Signal insulation in the time domain is accomplished by allowing the information to use the frequency band during a specific period of time (time slot)—the physical channel. Nonoverlapping time slots constitute the orthogonal channels. For any given piece of information, the aim is to transmit the information in as short a period of time as possible, so that more information can be conveyed in the same frequency band; this is achieved by including more time slots per carrier. As before, this certainly depends on the services to be provided and on the available technology. Access in the timedomaincharacterizes the transmission occurring in bursts because for the same source the information will occupy the carrier only in specific periods of time.

Code Domain

Signal insulation can also be accomplished by assigning each signal a different code (a key, a password)—the physical channel. A code is built as a sequence of symbols belonging to an alphabet. In an ideal situation, these codes must present zero cross-correlation so that they can be univocally discriminated (e.g., for different sources, different passwords are assigned). For a finite alphabet, the number of codes is obviously finite. Therefore, the larger the alphabet, the larger the number of orthogonal codes in the alphabet and the longer each code. For a given transmission rate, the longer the code, the longer the time to transmit the code and the longer the time to detect the code. Should it be transmitted, and detected, in a shorter period of time, the transmission rate must be increased as well as the required bandwidth. Therefore, for a limited bandwidth the number of orthogonal codes (code slots) is also limited.

Space Domain

Signal insulation in the space domain can be achieved in two possible dimensions: distance and angle—the physical channels. The distance dimension exploits the fact that the propagation loss increases with the increase of the distance between transmitter and receiver. Thus, signals using the same frequency but transmitted by sources sufficiently apart from each other may not strongly interfere with each other. In the same way, a given signal may reach the receiver through different paths (due to multiple reflections, for example). Each multipath signal suffers different attenuations and different delays, according to the length of the path traveled. Therefore, both attenuation and delay, jointly or independently, can be used to detect each multipath signal. The angle dimension exploits the fact that, by illuminating wedges of a circular area, signals simultaneously using the same frequency may be discriminated by these very wedges within which they are located. Smart antennas may be used to keep track of these signals.

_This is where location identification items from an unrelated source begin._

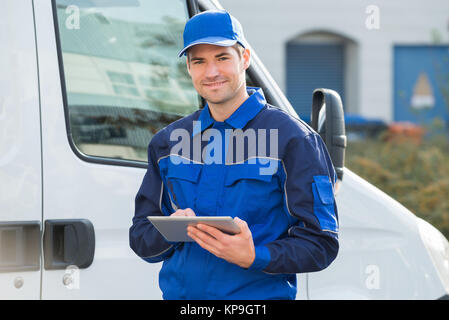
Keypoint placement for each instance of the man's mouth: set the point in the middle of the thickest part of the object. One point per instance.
(215, 84)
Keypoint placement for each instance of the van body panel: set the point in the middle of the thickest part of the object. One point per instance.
(381, 254)
(20, 144)
(76, 189)
(43, 177)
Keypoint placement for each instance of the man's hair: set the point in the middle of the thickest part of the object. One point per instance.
(238, 47)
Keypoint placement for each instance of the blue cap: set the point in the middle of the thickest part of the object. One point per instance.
(212, 27)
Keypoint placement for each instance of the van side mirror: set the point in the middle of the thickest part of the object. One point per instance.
(328, 120)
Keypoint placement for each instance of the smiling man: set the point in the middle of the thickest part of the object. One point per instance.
(288, 217)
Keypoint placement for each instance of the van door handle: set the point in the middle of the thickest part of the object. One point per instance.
(68, 242)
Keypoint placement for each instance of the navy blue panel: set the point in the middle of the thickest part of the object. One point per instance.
(311, 66)
(409, 63)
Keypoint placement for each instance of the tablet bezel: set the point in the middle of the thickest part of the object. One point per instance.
(174, 228)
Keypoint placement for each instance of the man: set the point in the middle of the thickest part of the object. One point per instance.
(283, 201)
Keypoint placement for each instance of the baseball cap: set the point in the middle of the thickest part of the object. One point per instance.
(215, 27)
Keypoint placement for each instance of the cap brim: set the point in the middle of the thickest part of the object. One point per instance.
(217, 41)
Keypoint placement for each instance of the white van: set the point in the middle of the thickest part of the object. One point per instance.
(84, 84)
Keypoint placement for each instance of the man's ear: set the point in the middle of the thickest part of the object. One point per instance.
(188, 65)
(246, 58)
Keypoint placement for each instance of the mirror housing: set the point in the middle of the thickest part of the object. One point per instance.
(328, 120)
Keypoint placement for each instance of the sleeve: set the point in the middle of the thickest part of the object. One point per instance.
(311, 244)
(144, 239)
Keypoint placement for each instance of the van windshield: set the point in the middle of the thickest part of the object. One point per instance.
(123, 80)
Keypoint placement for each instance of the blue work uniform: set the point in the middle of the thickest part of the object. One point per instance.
(282, 186)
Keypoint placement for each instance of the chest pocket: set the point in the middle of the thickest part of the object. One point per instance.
(250, 194)
(182, 184)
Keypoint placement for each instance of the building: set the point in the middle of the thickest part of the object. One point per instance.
(389, 60)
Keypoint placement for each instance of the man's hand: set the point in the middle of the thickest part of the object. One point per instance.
(237, 249)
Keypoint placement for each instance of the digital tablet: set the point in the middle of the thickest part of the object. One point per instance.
(174, 228)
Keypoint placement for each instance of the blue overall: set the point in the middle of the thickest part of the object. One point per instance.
(282, 186)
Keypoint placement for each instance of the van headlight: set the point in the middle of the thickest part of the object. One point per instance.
(438, 248)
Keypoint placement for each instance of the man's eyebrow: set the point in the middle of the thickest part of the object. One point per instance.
(222, 54)
(196, 58)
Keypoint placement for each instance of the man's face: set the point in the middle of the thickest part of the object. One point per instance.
(218, 73)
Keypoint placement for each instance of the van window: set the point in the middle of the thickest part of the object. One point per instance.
(123, 80)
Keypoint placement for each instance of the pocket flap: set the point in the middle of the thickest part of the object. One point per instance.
(189, 172)
(246, 171)
(324, 188)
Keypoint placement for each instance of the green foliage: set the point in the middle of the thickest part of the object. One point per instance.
(415, 174)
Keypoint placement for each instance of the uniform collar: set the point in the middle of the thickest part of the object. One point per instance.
(246, 112)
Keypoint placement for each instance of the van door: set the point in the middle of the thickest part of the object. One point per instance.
(20, 155)
(109, 79)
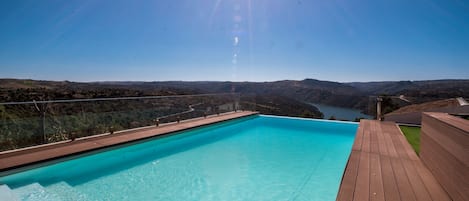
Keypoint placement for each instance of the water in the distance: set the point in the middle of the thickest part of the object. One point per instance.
(264, 158)
(340, 112)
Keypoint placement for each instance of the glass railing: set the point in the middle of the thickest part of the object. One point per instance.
(25, 124)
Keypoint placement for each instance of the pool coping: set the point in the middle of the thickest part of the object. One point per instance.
(14, 161)
(383, 166)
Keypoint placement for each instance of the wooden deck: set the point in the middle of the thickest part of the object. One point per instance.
(383, 166)
(21, 158)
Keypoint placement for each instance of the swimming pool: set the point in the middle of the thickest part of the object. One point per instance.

Brief Remarks on Signal Domains

The most commonly used and most straightforward way of accomplishing radio signal insulation is by assigning different frequency carriers to different signals. This technique is widely employed by both analog and digital wireless systems. Insulation in the time domain has been boosted by the digital technology and is widely used in wireless communications. Insulation in the code domain is a well-known technique that has long been used for military as well as satellite communications applications. The move toward high-capacity wireless systems has found great support in this technique. Insulation in the space domain is widely used in wireless communications. More specifically, the cellular concept with its frequency reuse philosophy constitutes an example of such an application.